UTILITY OF MARINE BENTHIC ASSOCIATIONS AS A MULTIVARIATE PROXY OF PALEO-BATHYMETRY: A DIRECT TEST FROM RECENT COASTAL ECOSYSTEMS OF NORTH CAROLINA
Multivariate ordinations were used to determine whether modern benthic marine invertebrate communities can be effectively used to extrapolate bathymetry. Samples were analyzed using detrended correspondence analysis (DCA). The DC1 scores of samples correlate tightly with the actual depth values of the samples, confirming that samples ordinate along an axis that primarily reflects bathymetry and its environmental correlatives. Moreover, when the DC1 scores are calibrated with modern ecological data, the resulting estimates of sample depths are a robust proxy of their actual bathymetry.
In coastal ecosystems of North Carolina, bathymetry appears to be a primary controlling factor, with faunal assemblages changing predictably in terms of their taxonomic composition with depth.

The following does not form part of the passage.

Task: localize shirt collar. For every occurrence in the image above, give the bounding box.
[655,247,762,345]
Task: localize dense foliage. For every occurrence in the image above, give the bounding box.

This relation is remarkable also because coastal habitat variation and anthropogenic effects may act as confounding factors here, particularly in inlets, harbors, and estuarine settings.
Although it is arguable that individual case studies such as this one can support broader generalizations, these results are promising and consistent with multiple paleontological studies. Fossil communities may provide robust quantitative estimates of bathymetry with potential applications to paleoecology and stratigraphy.